I moved out of the flower cottage on June 20th. The cottage was as good as sold, or so I thought. But at the 11th hour, the buyers pulled out because of an IRS lien whose total for some reason they didn't know. Go figure. It seems one should know the status of debts when trying to buy property. Rant, rave, etc. This is the second sale that has fallen through. So I am disappointed. Very disappointed in fact. My disappointment led me to re-read a section in Chogyam Trungpa's book Cutting Through Spiritual Materialism. In it, Trungpa says,
"We must surrender our hopes and expectations, as well as our fears, and march directly into disappointment, work with disappointment, go into it and make it our way of life, which is a very hard thing to do...Disappointment is the best chariot to use on the path of the dharma."
I have to put some oil on the axles. It's great to have a chariot, I tell myself, so enjoy the ride. Having a chariot of disappointment is not the same as dragging your tail in the dust of disappointment or crawling through the stinky mud of disappointment or rolling around in the garbage heap of disappointment.
I mean, you have a chariot!
I went to the coast for a few days and it was glorious, even chilly at times, amidst the redwoods at the ocean. I found these sunflowers backed by a wonderful corrugated curtain just as I was leaving town.
It is very hot here in the inland areas--over 100 degrees many days in a row. The air conditioning at my new abode is not working at the moment either. Which is of course disappointing, stickily so. But there is a pool close to the house. If I had any sense at all I would stop typing this blog and take a dip. Yes, I had sense and took a dip which was refreshing. Some neighbors were poolside with their granddaughter. The condo complex where I am living is populated with older people, so I expect I'll witness many grandparents in action while I am here. As an an elder with no grandchildren, I like seeing the interaction that grandparents have with their grandkids.
I am expecting to be here for a stay of about 3 months. Then I am planning to head to Mexico, but right at the moment with the cottage unsold, still recovering from the move to Linda's and a nasty cold that came along with that, I don't want to think too much about Mexico. Not today anyway.
Rabbi Zalman Schachter died on July 3rd at the age of eighty-nine.

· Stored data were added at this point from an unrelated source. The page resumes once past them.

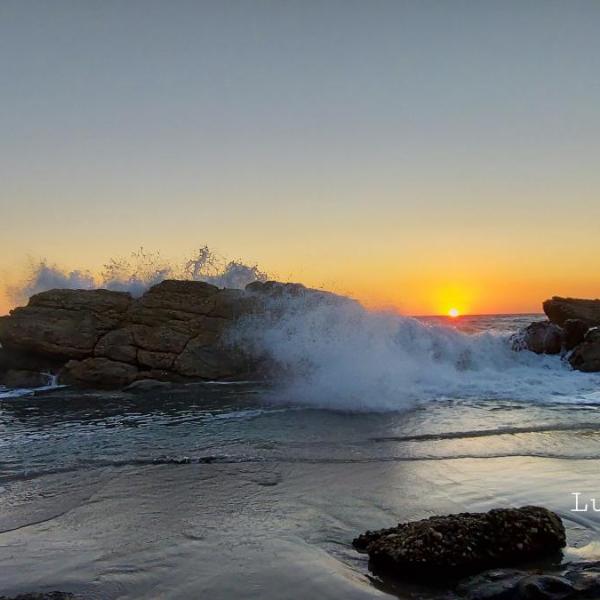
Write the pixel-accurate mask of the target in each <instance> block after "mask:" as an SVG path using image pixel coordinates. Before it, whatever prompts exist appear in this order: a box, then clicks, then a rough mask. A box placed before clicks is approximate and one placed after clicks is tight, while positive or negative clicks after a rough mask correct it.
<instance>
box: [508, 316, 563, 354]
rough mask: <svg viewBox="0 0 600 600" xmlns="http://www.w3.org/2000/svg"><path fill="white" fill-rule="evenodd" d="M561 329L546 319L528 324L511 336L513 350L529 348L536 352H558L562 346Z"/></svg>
mask: <svg viewBox="0 0 600 600" xmlns="http://www.w3.org/2000/svg"><path fill="white" fill-rule="evenodd" d="M563 339H564V333H563V330H562V329H561V328H560V327H558V325H554V324H553V323H549V322H547V321H539V322H536V323H532V324H531V325H528V326H527V327H526V328H525V329H524V330H522V331H520V332H519V333H518V334H517V335H516V336H515V337H514V338H513V349H514V350H530V351H531V352H535V353H536V354H560V352H561V350H562V347H563Z"/></svg>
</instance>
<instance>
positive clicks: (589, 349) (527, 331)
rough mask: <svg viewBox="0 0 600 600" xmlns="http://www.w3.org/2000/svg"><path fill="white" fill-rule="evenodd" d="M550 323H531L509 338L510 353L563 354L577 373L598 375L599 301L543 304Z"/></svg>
mask: <svg viewBox="0 0 600 600" xmlns="http://www.w3.org/2000/svg"><path fill="white" fill-rule="evenodd" d="M544 311H545V312H546V314H547V315H548V317H549V321H538V322H535V323H531V325H528V326H527V327H525V328H524V329H522V330H521V331H519V332H518V333H516V334H515V335H514V336H513V337H512V338H511V341H512V347H513V350H516V351H521V350H530V351H531V352H535V353H536V354H562V355H563V356H564V357H565V358H566V359H568V361H569V364H570V365H571V366H572V367H573V368H574V369H576V370H578V371H585V372H588V373H592V372H600V300H580V299H575V298H559V297H556V296H555V297H554V298H552V299H551V300H546V301H545V302H544Z"/></svg>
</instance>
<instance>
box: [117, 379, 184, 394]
mask: <svg viewBox="0 0 600 600" xmlns="http://www.w3.org/2000/svg"><path fill="white" fill-rule="evenodd" d="M170 387H172V384H171V383H169V382H168V381H159V380H158V379H138V380H137V381H134V382H133V383H130V384H129V385H128V386H127V387H126V388H125V389H124V390H123V391H125V392H149V391H155V390H164V389H167V390H168V389H169V388H170Z"/></svg>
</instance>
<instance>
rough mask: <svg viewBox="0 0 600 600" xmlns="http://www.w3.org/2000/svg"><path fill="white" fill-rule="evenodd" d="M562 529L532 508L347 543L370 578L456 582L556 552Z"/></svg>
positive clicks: (498, 509)
mask: <svg viewBox="0 0 600 600" xmlns="http://www.w3.org/2000/svg"><path fill="white" fill-rule="evenodd" d="M565 543H566V538H565V529H564V526H563V524H562V521H561V519H560V517H559V516H558V515H556V514H555V513H553V512H551V511H549V510H547V509H545V508H540V507H536V506H525V507H523V508H512V509H494V510H491V511H489V512H487V513H461V514H457V515H449V516H445V517H431V518H429V519H423V520H422V521H413V522H409V523H400V524H399V525H398V526H397V527H392V528H390V529H381V530H379V531H374V532H372V531H367V532H366V533H364V534H363V535H361V536H359V537H358V538H356V539H355V540H354V542H353V545H354V547H355V548H357V549H358V550H360V551H364V552H367V553H368V554H369V559H370V561H369V567H370V568H371V570H373V571H374V572H376V573H379V574H386V575H393V576H396V577H400V578H413V577H417V578H419V577H434V578H436V577H438V576H442V577H443V576H448V577H458V576H463V575H468V574H474V573H478V572H481V571H483V570H485V569H492V568H496V567H502V566H507V565H514V564H518V563H519V562H524V561H528V560H532V559H536V558H540V557H544V556H549V555H552V554H555V553H557V552H559V551H560V549H561V548H563V547H564V546H565Z"/></svg>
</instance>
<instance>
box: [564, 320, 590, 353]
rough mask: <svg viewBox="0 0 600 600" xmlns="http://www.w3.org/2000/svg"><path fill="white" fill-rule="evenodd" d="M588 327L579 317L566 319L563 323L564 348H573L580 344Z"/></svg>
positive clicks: (582, 340)
mask: <svg viewBox="0 0 600 600" xmlns="http://www.w3.org/2000/svg"><path fill="white" fill-rule="evenodd" d="M588 329H589V327H588V326H587V323H585V321H581V320H580V319H567V320H566V321H565V322H564V323H563V331H564V342H565V350H573V348H575V346H577V345H578V344H581V342H583V339H584V338H585V334H586V333H587V330H588Z"/></svg>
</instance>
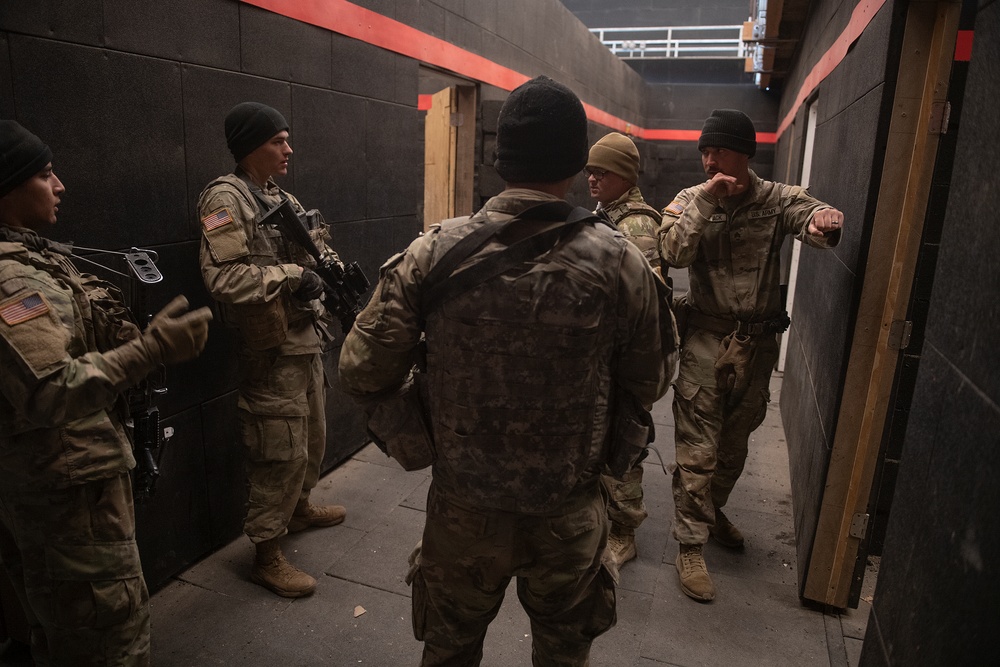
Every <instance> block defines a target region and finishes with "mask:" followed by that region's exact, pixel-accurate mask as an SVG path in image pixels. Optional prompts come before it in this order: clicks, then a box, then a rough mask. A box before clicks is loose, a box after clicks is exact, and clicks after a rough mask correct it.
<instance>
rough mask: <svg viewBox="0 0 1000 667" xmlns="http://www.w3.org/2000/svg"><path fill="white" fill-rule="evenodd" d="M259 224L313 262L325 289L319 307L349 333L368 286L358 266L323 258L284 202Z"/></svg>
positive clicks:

He was famous as a pioneer of Jewish renewal. I read a number of obituaries, which confirmed his vitality, originality, ecumenical perspective and lovingkindness. He had a profound influence on many people, not only because of his innovative style of Jewish prayer and worship, but also because of his work in the field of aging. His book From Aging to Saging has become a classic. Have you ever read it? If not, I highly recommend that you do.
This Japanese art involves repairing broken pottery with gold or silver lacquer so that it is more beautiful for having been broken. I think that the transformed, enriched vessel depicts character, the way wrinkles do on the faces of old people. If we are lucky in our later years, we take the time to repair and restore whatever has been broken from the deeper perspective age can bring. And when old people make those efforts, they often appear to be very beautiful, just as this bowl is beautiful.